Retiraron la acusación de las drogas, pero no las dos por robo. Y Roy tendría que seguir a Eddie a Riker's Island, donde Eddie cumplía condena indefinida, que es la máxima en una prisión municipal. Tres años, cinco meses y seis días. Roy se colgó en Tombs, cuando esperaba ser transferido a Ricker's.
Roy siempre había tenido y manifestado una opinión puritana e intolerable sobre los soplones:
—No comprendo cómo un soplón puede vivir consigo mismo —me dijo una vez.
Pregunté a Bill sobre los niños adictos. Movió la cabeza y sonrió con una sonrisa secretamente feliz:
—Sí, ahora Lexington está lleno de jovencitos.

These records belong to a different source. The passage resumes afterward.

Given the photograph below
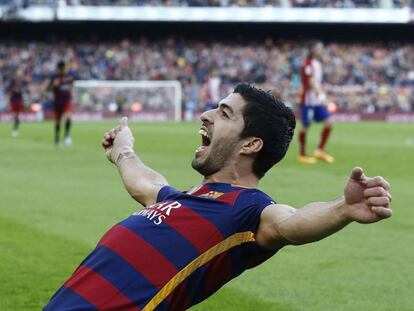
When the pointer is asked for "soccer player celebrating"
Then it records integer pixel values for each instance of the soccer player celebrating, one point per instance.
(15, 90)
(312, 106)
(183, 246)
(61, 85)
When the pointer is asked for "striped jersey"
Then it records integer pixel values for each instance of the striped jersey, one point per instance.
(172, 254)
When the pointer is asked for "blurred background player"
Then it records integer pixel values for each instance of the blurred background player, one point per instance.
(15, 90)
(312, 106)
(120, 101)
(61, 85)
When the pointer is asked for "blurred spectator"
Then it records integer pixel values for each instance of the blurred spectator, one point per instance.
(219, 3)
(368, 77)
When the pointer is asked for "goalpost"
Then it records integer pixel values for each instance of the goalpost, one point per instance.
(146, 100)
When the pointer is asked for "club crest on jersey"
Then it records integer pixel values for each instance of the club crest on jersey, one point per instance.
(158, 212)
(212, 194)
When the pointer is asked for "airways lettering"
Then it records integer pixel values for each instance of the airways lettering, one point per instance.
(159, 211)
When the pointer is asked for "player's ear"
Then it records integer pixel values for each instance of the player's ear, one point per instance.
(251, 145)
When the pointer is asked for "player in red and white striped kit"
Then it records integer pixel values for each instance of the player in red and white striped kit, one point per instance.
(313, 107)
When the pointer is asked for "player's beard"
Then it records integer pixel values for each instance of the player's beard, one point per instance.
(219, 155)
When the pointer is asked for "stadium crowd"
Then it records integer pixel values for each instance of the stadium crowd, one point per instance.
(220, 3)
(366, 77)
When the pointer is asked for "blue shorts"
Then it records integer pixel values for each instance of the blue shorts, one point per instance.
(316, 113)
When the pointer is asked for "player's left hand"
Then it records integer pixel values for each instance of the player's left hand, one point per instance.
(367, 199)
(118, 140)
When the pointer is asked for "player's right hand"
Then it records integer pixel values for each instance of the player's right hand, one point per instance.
(118, 140)
(367, 198)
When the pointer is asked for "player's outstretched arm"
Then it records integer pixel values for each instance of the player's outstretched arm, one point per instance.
(142, 182)
(365, 200)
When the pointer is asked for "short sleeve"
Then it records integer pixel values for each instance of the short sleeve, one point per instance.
(167, 193)
(248, 208)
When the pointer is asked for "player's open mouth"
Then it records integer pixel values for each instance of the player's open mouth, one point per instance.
(205, 141)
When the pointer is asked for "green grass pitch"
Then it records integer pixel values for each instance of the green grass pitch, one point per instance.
(56, 204)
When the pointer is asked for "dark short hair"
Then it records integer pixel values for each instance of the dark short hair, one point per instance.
(268, 118)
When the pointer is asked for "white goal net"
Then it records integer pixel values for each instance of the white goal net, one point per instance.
(142, 100)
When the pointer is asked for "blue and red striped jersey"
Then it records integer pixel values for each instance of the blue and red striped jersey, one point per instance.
(172, 254)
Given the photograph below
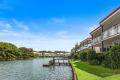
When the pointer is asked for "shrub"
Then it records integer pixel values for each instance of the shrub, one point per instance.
(76, 56)
(83, 56)
(112, 58)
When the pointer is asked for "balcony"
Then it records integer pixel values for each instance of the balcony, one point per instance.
(119, 28)
(96, 40)
(115, 30)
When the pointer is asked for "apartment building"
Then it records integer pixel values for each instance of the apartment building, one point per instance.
(85, 44)
(107, 33)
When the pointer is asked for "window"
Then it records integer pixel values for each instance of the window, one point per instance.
(118, 28)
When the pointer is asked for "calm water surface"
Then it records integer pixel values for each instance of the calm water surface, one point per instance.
(33, 70)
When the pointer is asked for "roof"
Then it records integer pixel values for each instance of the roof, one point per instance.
(106, 18)
(110, 14)
(89, 38)
(95, 29)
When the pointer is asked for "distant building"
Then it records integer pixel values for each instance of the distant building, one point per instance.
(85, 44)
(107, 33)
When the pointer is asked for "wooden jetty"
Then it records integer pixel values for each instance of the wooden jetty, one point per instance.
(58, 61)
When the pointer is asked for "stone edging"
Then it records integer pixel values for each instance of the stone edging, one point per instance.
(74, 75)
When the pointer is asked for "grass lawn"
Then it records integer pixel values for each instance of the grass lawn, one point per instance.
(85, 71)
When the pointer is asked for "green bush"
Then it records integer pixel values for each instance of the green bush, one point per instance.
(76, 56)
(112, 58)
(83, 56)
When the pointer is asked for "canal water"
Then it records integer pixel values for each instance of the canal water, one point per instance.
(33, 70)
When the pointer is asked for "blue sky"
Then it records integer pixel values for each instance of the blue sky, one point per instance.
(51, 24)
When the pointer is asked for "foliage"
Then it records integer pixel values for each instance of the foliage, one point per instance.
(76, 56)
(83, 56)
(112, 58)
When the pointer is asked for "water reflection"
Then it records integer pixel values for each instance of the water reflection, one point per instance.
(33, 70)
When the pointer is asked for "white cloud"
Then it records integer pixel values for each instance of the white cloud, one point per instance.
(20, 25)
(93, 27)
(58, 20)
(4, 4)
(5, 25)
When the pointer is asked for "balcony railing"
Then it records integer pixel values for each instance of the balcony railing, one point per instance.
(85, 47)
(119, 28)
(111, 32)
(96, 40)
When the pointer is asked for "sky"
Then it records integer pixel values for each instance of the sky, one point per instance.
(51, 24)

En esa época yo no estaba colgado, pero tampoco, ni mucho menos, limpio para el caso de un susto imprevisto. Siempre tenía por allí algo de yerba y la gente venía a mi habitación como a una barraca de inyecciones. Estaba tentando a la suerte sin sacar un centavo. Decidí que iba siendo hora de cambiar de aires y dirigirme hacia el sur.
Cuando se deja la droga, se deja una manera de vivir. He visto yonquis dejarlo, salirles bien, y terminar muriéndose a los pocos años. Entre los ex adictos es frecuente el suicidio. ¿Por qué un yonqui lo deja por propio deseo? Es una pregunta que nunca se sabe cómo responder. Ninguna exposición consciente de las desventajas y los horrores de la droga puede darte el impulso emocional de abandonarla. La decisión de dejar la droga es una decisión celular. Y una vez que has decidido dejarla no podrás volver a la droga permanentemente lo mismo que no podías alejarte de ella previamente. Las cosas se ven distintas cuando se regresa de la droga, como un hombre que ha estado ausente mucho tiempo.

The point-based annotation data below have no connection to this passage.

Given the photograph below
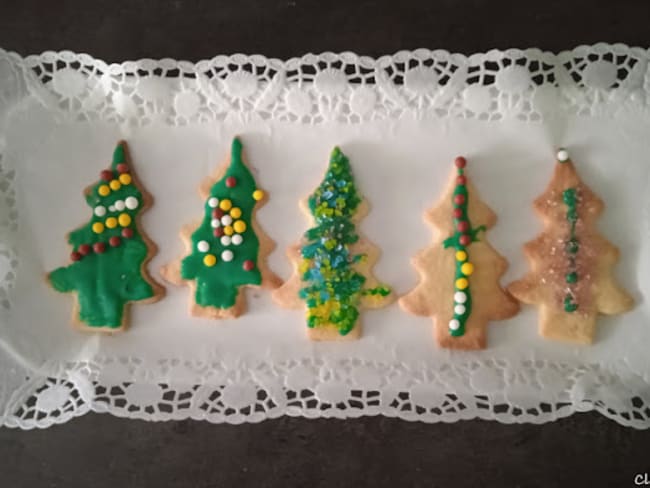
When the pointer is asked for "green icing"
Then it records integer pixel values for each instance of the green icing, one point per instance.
(218, 285)
(570, 199)
(454, 241)
(106, 282)
(333, 287)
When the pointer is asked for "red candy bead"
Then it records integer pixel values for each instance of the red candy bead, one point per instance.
(463, 226)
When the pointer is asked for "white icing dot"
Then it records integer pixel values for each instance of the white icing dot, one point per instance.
(131, 203)
(460, 297)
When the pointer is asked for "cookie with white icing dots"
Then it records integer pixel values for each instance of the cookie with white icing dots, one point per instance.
(571, 263)
(110, 252)
(459, 273)
(227, 249)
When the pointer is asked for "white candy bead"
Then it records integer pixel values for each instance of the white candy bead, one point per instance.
(131, 203)
(460, 297)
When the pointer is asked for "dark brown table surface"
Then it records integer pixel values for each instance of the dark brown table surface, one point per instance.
(99, 451)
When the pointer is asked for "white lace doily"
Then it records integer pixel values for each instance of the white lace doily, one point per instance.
(401, 119)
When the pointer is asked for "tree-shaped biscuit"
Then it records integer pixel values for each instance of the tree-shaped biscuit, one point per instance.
(110, 252)
(332, 264)
(227, 250)
(459, 274)
(570, 279)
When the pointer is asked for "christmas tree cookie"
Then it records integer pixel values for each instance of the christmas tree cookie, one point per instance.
(110, 252)
(570, 279)
(227, 250)
(459, 274)
(332, 276)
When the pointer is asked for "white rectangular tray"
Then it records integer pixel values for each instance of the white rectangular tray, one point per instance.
(401, 119)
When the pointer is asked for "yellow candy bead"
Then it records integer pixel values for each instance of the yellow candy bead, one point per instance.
(239, 226)
(124, 220)
(462, 283)
(467, 269)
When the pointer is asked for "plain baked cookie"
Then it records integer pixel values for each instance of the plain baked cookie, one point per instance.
(110, 252)
(570, 279)
(459, 274)
(332, 277)
(227, 250)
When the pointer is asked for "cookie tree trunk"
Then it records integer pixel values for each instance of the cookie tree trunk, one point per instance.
(332, 265)
(110, 251)
(571, 264)
(459, 274)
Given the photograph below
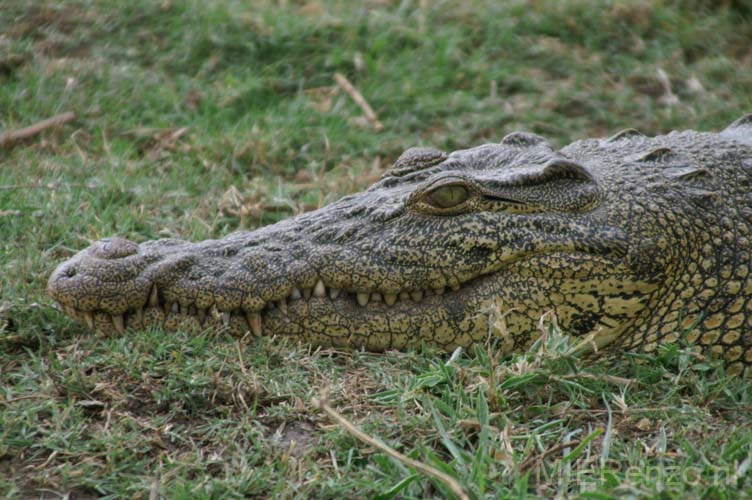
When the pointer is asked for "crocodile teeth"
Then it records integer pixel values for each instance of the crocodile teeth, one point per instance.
(89, 317)
(254, 321)
(119, 323)
(154, 297)
(282, 305)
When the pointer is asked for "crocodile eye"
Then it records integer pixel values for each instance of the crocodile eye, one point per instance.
(448, 196)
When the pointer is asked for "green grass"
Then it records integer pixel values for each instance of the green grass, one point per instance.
(211, 416)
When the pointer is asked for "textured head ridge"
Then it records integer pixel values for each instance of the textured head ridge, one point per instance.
(633, 240)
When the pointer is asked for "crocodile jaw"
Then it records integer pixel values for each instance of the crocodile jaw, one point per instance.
(117, 284)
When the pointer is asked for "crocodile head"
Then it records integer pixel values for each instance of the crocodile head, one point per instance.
(604, 233)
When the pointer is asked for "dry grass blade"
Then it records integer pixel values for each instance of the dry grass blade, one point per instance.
(348, 87)
(9, 139)
(322, 404)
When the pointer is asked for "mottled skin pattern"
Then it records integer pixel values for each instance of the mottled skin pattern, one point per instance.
(636, 240)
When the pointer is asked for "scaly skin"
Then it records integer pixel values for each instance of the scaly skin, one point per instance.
(633, 239)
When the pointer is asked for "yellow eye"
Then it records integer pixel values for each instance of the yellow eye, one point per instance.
(448, 196)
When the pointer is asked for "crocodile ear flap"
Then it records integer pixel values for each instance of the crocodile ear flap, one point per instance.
(414, 159)
(740, 130)
(525, 140)
(561, 168)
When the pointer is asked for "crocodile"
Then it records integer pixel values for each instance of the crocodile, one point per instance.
(632, 241)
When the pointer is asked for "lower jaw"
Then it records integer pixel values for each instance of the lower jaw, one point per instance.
(455, 319)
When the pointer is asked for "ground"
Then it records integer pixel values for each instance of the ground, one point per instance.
(198, 118)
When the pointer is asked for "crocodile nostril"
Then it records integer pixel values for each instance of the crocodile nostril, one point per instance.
(115, 248)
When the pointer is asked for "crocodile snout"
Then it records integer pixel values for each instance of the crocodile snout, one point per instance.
(107, 276)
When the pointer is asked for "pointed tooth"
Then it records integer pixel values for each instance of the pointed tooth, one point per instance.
(254, 322)
(282, 305)
(154, 297)
(118, 322)
(89, 317)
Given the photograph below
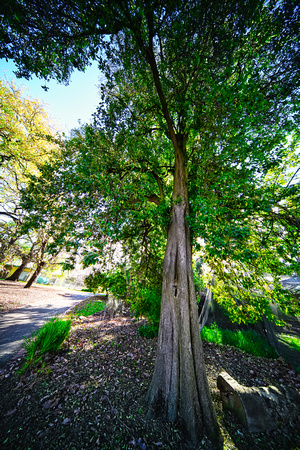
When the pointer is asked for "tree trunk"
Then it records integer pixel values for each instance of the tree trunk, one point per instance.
(34, 276)
(179, 390)
(15, 276)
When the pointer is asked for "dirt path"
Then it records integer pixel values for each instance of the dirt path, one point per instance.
(27, 310)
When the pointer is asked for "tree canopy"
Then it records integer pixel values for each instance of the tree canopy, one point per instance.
(200, 105)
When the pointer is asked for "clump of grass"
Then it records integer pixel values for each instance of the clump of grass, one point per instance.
(292, 341)
(87, 309)
(47, 339)
(149, 330)
(248, 341)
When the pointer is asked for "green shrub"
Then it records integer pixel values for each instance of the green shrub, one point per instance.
(114, 281)
(149, 330)
(248, 341)
(87, 309)
(292, 341)
(47, 339)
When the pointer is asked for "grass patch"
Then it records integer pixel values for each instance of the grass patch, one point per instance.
(89, 308)
(292, 341)
(47, 339)
(248, 341)
(149, 330)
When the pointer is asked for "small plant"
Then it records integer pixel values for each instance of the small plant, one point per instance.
(89, 308)
(149, 330)
(248, 341)
(47, 339)
(292, 341)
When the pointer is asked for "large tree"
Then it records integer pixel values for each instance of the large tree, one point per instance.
(212, 71)
(27, 139)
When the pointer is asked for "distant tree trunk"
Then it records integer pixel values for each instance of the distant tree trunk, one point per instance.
(34, 276)
(179, 390)
(15, 276)
(25, 260)
(5, 247)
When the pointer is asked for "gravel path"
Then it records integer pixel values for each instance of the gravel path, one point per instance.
(25, 310)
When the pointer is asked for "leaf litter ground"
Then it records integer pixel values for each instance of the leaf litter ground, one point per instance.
(91, 394)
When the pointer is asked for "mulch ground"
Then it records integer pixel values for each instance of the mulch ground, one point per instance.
(91, 394)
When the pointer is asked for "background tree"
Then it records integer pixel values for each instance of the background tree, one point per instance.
(214, 68)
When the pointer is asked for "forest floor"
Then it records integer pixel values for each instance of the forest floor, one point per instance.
(91, 394)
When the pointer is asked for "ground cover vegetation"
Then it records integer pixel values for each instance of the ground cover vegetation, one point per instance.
(195, 137)
(293, 341)
(47, 339)
(246, 340)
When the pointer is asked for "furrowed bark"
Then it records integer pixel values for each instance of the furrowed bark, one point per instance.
(179, 389)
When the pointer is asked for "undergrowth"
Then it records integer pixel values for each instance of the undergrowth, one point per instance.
(89, 308)
(292, 341)
(47, 339)
(248, 341)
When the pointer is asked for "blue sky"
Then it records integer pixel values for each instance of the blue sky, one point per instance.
(65, 104)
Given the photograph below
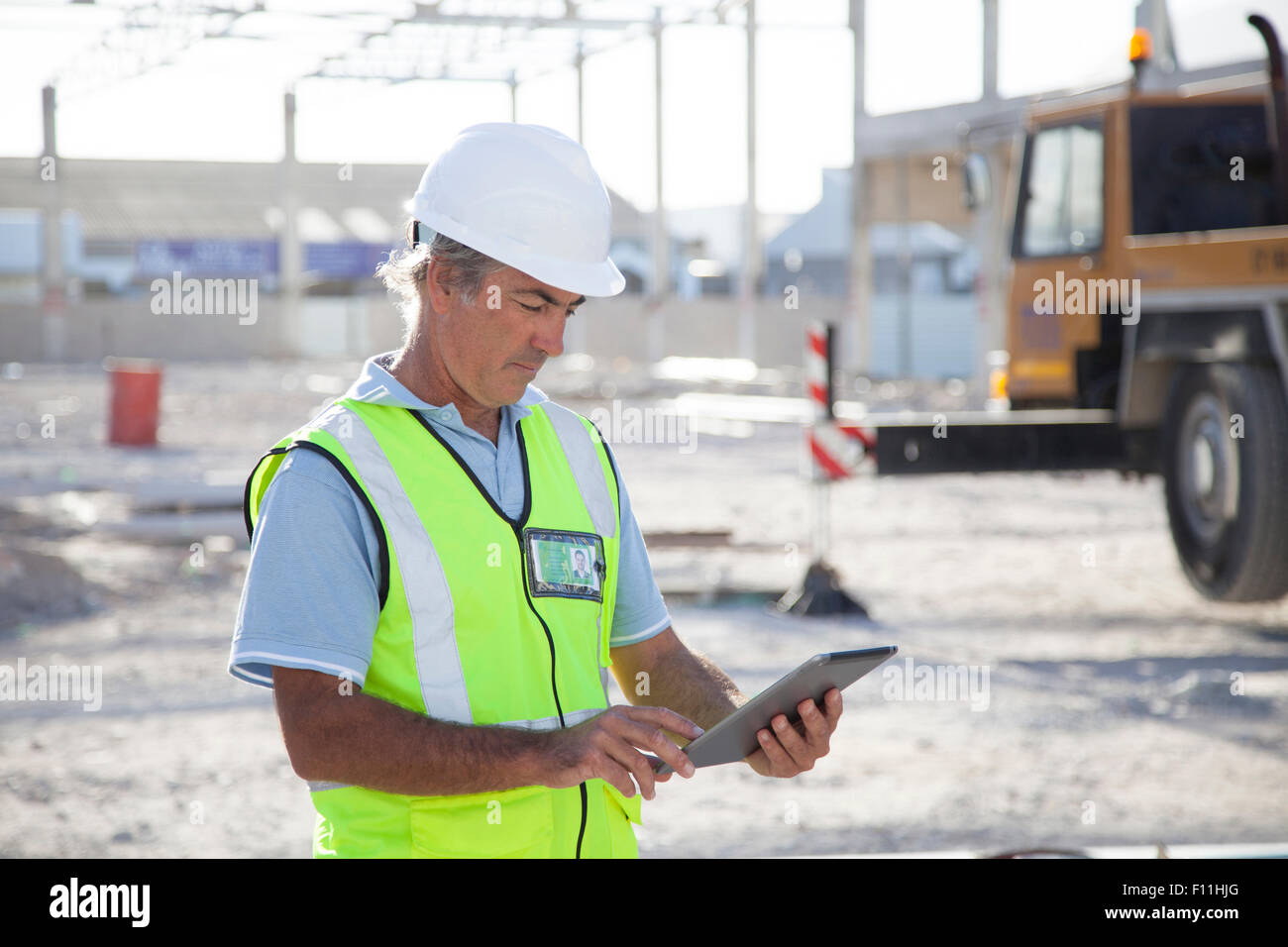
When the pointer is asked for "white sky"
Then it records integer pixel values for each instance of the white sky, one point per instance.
(222, 99)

Había leído sobre una droga llamada yagé utilizada por los indios de las fuentes del Amazonas. Se dice que incrementa la sensibilidad telepática. Un científico colombiano aisló un elemento del yagé o ayahuasca, al que llamó telepatina.

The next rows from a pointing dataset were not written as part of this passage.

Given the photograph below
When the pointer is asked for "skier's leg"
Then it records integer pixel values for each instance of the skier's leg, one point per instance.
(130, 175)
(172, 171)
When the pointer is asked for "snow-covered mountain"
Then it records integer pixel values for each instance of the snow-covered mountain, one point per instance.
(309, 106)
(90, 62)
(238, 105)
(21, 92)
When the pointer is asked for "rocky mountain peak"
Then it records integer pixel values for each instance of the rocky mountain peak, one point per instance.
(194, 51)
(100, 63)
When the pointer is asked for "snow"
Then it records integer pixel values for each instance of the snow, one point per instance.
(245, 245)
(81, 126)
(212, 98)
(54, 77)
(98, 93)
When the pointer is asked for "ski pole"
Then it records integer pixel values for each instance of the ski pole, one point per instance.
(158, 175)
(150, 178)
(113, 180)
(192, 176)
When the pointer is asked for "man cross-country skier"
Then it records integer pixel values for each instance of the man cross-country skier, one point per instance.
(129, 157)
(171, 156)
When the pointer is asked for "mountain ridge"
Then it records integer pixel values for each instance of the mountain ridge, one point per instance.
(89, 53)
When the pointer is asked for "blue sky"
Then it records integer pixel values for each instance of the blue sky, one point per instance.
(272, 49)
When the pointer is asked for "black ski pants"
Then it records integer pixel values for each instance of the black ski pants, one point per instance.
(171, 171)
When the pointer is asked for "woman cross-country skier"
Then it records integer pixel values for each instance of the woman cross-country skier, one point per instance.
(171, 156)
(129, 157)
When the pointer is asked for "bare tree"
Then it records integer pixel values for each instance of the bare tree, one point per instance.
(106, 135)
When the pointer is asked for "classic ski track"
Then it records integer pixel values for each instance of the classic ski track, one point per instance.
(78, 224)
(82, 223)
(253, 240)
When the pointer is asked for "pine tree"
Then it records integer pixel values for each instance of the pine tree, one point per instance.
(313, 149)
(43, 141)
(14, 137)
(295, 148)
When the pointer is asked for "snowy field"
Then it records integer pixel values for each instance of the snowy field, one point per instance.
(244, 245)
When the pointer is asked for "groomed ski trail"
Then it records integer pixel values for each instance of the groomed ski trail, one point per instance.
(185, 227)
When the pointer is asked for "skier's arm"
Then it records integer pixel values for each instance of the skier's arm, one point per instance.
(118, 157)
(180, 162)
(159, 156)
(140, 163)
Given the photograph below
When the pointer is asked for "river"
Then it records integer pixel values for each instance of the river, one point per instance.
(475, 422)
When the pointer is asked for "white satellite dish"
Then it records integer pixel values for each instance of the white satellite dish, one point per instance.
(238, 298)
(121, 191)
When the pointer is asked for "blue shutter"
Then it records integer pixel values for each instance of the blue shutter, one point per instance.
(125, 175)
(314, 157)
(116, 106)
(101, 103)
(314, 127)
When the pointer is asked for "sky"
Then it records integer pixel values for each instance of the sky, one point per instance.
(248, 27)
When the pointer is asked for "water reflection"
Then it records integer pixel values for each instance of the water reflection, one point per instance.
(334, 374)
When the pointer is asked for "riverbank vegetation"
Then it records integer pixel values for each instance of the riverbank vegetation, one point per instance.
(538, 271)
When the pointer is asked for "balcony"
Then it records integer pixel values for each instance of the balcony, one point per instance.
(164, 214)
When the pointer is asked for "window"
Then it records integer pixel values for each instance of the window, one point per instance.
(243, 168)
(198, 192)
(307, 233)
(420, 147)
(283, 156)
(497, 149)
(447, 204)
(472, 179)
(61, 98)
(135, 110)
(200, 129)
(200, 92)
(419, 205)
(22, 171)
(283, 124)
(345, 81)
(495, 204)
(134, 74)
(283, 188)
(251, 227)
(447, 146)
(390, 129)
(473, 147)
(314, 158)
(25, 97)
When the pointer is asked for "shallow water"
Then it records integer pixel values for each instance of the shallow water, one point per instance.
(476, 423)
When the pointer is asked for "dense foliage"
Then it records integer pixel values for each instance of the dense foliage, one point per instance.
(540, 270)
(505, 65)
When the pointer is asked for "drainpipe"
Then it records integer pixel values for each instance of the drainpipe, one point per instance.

Sé por propia experiencia que la telepatía es un hecho. No tengo interés alguno en demostrar la telepatía ni ninguna otra cosa a nadie. Lo que quiero es conocimiento práctico, utilizable, de la telepatía. Lo bueno en cualquier relación es contacto al nivel no verbal de intuición y sentimiento, es decir, contacto telepático.
Al parecer no soy el único interesado por la ayahuasca. Los rusos están utilizando esta droga en experimentos sobre trabajo forzado. Pretenden inducir estados de obediencia automática y control de pensamiento, literal. El truco fundamental. Nada de aprendizaje, nada de rollos, tan sólo introducirse en el psiquismo de otro y dar órdenes. El asunto fracasará, sin duda alguna, porque la telepatía no es en sí misma una estructura unidireccional, ni una estructura de emisor y receptor.
Decidí ir a Colombia a buscar yagé. Bill Gains se ha enrollado con el viejo Ike. Mi mujer y yo separados. Me siento dispuesto a irme al Sur en busca del éxtasis ilimitado que se abre en vez de cerrarse como la droga.
El éxtasis es ver las cosas desde un ángulo especial. Es la libertad momentánea de las exigencias de la carne temerosa, asustada, envejecida, picajosa. Tal vez encuentre en la ayahuasca lo que he estado buscando en la heroína, la yerba y la coca. Tal vez encuentre el fije definitivo.